Workshop participants with the Hon Jone Usamate, Minister for Infrastructure, Transport, Disaster Management & Meteorological Services & Professor Derrick Armstrong, USP’s DVC RII (both with garland).
A two-day seminar on Ecological Purification System (EPS) ended at The University of the South Pacific’s (USP) Japan-Pacific ICT Centre at the Laucala Campus on 13 March 2019.
Professor Derrick Armstrong, Deputy Vice-Chancellor Research, Innovation & International (DVC- RII) welcomed participants and especially acknowledged the Chief Guest, Honourable Jone Usamate, Minister for Infrastructure, Transport, Disaster Management & Meteorological Services.
The EPS public seminar was launched by Hon Jone Usamate, Minister for Infrastructure, Transport, Disaster Management & Meteorological Services at USP.
He stated that as part of the seminar, JICA will provide an EPS model at USP Laucala Campus, similar to the actual EPS plants that the Fiji Government is providing to the rural villages in Fiji.
The USP EPS plant he said, will be implemented in collaboration with the University and the Ministry of Infrastructure and Transport (Department of Water & Sewerage and the Department of Works), and is expected to contribute many aspects, such as promotion, training for construction and maintenance, demonstration of disaster resilience, potential collaboration with other sectors and/or technologies.
“We look forward to seeing people enjoy “safe and delicious water” from USP EPS plant and realise that it could be an answer for our challenge for SDG6 in Pacific region,” Professor Armstrong stated.
Hon Usamate noted that the seminar marked the completion of the JICA technical cooperation on the Ecological Purification System (EPS) and commended the Government of Japan, especially JICA and USP for hosting the event.
He also paid tribute to Japan’s Dr Nakamoto, who invented the EPS technology and was instrumental in bringing it to Fiji.
“The new EPS technology is designed to make safe drinking water by use of the natural ecological purification process without chemicals. The purification mechanism is based on the biological activity of algae, microbe and microscopic small animals,” he said.

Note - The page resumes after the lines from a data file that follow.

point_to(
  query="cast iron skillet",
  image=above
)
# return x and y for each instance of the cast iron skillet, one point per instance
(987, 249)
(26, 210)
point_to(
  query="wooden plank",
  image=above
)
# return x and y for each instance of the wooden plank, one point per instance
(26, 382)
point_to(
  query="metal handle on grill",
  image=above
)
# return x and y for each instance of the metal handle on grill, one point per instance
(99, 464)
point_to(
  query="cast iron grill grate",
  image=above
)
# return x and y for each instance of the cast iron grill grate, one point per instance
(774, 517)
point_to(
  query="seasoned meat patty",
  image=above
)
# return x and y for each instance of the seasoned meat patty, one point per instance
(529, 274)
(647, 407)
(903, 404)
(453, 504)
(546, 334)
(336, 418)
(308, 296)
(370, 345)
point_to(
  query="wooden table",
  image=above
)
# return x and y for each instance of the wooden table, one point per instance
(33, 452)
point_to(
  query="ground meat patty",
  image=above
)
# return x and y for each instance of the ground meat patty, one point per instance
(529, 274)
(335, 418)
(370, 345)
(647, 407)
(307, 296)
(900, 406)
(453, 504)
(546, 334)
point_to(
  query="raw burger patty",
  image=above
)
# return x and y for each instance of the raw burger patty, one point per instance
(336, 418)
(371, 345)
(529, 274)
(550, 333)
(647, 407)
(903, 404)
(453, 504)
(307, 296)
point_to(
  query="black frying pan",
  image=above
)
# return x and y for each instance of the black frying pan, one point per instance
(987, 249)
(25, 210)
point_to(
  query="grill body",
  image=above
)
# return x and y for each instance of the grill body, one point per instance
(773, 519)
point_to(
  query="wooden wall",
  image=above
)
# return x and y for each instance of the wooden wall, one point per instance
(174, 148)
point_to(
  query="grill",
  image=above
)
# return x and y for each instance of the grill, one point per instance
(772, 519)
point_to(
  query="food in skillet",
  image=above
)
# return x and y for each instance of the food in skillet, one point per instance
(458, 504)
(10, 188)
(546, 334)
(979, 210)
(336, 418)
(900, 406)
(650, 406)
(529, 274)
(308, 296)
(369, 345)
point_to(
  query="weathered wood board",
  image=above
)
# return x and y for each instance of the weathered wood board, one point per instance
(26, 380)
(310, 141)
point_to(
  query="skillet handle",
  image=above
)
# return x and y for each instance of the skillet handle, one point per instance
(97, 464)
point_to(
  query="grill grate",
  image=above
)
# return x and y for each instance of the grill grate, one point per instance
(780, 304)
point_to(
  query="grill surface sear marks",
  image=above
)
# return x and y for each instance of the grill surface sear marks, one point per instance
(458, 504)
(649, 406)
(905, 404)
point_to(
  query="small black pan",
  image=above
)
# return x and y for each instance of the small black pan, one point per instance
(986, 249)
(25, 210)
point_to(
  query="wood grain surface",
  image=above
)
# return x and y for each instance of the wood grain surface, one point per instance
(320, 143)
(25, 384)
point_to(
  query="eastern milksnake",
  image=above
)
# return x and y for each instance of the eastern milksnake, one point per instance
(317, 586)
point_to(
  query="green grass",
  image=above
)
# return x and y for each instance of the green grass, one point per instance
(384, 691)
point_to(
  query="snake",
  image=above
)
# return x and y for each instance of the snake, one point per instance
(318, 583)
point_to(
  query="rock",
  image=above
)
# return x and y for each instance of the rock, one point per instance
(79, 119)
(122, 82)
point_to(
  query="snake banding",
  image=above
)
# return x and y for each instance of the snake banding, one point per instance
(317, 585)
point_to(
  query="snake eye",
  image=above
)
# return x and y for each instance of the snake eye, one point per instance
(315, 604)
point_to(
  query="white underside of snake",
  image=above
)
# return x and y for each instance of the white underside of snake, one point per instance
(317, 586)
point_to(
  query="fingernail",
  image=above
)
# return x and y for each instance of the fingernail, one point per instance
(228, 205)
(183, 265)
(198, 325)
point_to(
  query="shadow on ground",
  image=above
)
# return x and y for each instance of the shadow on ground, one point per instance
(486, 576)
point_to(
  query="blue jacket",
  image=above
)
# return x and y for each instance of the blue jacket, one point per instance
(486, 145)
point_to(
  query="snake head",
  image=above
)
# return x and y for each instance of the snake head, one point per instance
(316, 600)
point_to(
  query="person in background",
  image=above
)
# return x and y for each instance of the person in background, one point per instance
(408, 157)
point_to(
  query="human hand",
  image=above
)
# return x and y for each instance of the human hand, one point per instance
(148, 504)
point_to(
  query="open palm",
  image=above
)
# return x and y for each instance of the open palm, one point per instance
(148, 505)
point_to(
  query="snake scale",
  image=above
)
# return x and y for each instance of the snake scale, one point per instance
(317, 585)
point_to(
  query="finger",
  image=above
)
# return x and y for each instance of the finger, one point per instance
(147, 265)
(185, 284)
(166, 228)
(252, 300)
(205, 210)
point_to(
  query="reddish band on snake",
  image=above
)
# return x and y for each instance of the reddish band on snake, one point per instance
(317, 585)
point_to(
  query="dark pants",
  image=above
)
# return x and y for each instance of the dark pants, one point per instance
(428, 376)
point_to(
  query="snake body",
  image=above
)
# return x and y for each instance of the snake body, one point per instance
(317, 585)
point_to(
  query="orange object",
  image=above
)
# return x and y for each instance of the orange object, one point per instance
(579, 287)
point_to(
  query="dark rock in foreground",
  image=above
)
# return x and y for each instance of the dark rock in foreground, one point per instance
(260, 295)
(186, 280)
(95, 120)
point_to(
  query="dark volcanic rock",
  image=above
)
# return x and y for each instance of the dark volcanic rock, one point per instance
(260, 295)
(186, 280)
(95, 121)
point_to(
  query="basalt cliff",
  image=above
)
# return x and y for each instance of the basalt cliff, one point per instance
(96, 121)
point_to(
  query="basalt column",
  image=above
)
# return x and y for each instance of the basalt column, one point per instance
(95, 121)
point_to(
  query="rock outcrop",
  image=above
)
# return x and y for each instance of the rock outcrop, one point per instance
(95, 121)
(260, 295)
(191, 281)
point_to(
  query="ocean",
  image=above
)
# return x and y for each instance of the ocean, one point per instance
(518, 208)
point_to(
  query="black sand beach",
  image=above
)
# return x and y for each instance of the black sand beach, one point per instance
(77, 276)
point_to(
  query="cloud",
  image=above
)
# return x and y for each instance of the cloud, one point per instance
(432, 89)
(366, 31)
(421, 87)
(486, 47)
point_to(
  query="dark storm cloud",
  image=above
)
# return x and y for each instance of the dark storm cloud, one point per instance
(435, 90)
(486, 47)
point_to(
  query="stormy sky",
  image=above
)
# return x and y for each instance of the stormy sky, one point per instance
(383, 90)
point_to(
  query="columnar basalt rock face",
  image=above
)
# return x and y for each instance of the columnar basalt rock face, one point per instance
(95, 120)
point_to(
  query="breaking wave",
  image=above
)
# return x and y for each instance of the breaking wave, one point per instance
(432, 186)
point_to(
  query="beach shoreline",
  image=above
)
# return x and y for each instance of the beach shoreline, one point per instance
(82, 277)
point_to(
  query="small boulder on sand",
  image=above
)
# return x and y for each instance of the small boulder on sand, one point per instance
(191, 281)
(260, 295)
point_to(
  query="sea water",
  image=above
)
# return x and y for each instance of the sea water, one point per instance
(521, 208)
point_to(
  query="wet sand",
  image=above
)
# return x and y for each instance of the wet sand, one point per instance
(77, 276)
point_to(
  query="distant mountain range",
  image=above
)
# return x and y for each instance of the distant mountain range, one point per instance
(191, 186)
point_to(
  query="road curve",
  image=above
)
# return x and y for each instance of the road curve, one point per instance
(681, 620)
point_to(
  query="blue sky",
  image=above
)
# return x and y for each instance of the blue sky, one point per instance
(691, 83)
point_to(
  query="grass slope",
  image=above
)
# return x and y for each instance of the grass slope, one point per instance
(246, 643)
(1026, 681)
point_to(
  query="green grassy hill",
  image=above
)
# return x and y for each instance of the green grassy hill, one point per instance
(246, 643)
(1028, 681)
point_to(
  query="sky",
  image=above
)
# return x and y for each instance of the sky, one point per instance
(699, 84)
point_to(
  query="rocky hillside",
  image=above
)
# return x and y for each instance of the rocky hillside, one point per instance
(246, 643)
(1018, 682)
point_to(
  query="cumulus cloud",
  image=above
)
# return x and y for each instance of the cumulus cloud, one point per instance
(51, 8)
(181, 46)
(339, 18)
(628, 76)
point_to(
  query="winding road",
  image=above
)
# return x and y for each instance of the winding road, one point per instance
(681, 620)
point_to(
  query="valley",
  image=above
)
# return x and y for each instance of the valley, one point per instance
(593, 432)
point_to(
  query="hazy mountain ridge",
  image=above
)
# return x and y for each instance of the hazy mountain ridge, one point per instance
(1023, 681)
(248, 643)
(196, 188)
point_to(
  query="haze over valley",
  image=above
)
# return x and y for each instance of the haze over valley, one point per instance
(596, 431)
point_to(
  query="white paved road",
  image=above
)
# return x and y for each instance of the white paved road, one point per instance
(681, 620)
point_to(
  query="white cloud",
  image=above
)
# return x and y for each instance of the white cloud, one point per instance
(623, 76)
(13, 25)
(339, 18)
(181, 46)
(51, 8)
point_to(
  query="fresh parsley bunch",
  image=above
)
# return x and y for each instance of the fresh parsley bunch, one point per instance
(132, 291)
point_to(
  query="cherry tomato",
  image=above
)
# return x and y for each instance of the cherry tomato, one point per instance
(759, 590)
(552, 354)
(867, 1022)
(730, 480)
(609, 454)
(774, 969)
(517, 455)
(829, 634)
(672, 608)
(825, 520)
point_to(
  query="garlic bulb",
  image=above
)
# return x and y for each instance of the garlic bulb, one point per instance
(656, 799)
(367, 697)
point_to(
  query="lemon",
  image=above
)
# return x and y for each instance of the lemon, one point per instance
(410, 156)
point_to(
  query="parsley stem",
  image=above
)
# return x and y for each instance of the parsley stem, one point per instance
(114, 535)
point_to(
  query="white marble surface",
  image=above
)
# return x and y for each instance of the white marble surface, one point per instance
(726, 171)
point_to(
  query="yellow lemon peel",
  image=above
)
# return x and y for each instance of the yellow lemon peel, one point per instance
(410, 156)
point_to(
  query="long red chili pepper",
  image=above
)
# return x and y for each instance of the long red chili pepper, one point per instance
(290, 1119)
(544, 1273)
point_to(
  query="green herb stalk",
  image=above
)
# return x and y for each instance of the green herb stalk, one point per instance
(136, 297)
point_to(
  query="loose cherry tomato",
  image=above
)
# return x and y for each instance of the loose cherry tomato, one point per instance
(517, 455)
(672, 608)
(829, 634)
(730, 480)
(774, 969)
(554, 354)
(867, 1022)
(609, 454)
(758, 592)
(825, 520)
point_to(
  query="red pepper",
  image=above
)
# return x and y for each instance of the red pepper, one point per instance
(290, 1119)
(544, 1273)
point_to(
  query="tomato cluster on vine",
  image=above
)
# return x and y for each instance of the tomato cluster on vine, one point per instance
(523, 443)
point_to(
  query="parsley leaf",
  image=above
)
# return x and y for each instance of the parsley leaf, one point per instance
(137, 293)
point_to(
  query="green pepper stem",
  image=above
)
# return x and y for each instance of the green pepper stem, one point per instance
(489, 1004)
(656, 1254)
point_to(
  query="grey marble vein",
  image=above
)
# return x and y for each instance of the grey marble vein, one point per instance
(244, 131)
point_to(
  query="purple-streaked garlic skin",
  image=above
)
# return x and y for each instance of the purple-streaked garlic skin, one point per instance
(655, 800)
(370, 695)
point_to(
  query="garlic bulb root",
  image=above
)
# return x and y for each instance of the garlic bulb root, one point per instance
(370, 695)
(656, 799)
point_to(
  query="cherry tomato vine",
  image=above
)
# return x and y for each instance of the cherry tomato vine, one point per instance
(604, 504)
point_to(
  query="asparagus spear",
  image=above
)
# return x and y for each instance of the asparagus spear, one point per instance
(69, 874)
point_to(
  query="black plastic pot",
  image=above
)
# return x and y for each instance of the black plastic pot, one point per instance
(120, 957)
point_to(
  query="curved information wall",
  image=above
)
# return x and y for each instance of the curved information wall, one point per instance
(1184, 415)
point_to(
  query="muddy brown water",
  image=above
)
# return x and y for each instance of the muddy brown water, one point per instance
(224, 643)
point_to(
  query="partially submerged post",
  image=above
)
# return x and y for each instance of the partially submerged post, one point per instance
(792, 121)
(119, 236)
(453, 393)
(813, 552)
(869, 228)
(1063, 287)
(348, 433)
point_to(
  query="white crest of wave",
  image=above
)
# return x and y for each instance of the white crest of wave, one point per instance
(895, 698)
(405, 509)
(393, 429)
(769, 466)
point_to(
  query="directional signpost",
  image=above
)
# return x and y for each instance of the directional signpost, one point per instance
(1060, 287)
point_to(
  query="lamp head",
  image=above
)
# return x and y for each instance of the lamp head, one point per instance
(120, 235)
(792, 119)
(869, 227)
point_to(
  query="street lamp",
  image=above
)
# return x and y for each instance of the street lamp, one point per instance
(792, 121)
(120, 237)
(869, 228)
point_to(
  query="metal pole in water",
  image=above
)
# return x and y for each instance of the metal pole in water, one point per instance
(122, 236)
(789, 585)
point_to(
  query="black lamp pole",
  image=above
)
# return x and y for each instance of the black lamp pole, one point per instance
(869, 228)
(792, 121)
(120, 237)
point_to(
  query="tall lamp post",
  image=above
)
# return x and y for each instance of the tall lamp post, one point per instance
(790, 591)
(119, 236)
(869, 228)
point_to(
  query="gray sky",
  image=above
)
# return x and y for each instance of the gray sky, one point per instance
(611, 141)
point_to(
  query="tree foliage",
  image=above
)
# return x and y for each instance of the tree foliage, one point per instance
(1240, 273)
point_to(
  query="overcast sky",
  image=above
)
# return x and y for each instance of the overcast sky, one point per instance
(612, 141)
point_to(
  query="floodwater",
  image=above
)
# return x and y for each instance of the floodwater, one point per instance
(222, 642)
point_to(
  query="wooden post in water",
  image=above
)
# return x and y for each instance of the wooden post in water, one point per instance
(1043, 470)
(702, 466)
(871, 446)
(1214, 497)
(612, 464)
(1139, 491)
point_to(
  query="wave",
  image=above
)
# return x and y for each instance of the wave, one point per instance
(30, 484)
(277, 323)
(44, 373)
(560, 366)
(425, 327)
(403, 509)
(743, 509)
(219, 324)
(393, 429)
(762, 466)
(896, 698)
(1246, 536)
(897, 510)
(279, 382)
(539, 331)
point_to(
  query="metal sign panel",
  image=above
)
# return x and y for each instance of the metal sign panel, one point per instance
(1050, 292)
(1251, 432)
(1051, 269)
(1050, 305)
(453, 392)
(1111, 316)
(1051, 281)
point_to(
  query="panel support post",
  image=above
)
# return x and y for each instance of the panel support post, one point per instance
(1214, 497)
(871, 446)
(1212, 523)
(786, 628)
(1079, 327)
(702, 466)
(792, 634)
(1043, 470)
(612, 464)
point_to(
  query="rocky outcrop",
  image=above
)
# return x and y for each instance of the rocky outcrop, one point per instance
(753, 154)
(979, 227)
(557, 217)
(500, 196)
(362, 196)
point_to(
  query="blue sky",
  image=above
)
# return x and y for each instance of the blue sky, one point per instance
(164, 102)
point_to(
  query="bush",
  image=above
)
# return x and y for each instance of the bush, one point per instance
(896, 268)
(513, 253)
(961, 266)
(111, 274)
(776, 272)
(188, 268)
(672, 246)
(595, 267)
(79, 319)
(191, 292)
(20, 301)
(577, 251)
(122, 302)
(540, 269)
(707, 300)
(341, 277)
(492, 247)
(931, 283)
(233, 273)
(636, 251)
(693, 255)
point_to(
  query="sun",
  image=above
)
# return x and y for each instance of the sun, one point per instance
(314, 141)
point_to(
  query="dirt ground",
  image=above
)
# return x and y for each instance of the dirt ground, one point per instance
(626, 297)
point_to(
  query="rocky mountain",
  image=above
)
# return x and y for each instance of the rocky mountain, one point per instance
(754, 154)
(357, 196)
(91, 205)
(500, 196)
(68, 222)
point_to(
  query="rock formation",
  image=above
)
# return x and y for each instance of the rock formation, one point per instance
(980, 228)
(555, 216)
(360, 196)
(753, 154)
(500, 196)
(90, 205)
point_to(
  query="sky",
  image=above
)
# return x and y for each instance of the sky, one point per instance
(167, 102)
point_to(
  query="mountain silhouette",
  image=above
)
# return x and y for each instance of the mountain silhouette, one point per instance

He mentioned that the impurities in raw water are eliminated and are decomposed by biological community which lives in the sand (EPS) tank. The system replicates the natural phenomena or process.
Hon Usamate mentioned that in August, 2011, an officer from his Ministry was given the opportunity to learn about this EPS during a JICA Training on ‘Water Resource Conservation and Management in Island Areas” in Okinawa, Japan. Following the training, his Ministry through the Department of Water and Sewerage (DWS) started research and modelling of the EPS. In 2012 and 2013, the Department successfully implemented two EPS pilot projects in two rural communities namely Kalokolevu Village and Navatuvula Village.
He confirmed that the implementation of community-based EPS projects was made possible by Government’s funding assistance through the Department of Water and Sewerage (DWS). Construction works were undertaken by the Department of Works with technical assistance coming from JICA.
“The Constitution guarantees the right of every Fijian to clean and safe water in adequate quantities, and accessible and adequate sanitation facilities,” he stressed.
He added that to ensure the sustainability of EPS projects, it is important that stakeholder collaboration is coordinated well and further urged all community members to continue to work together for safe and clean water at all times.
Workshop participants were also taken on a field tour to Nakini, Naitasiri, one of the villages where the EPS has successfully been installed and is currently in use.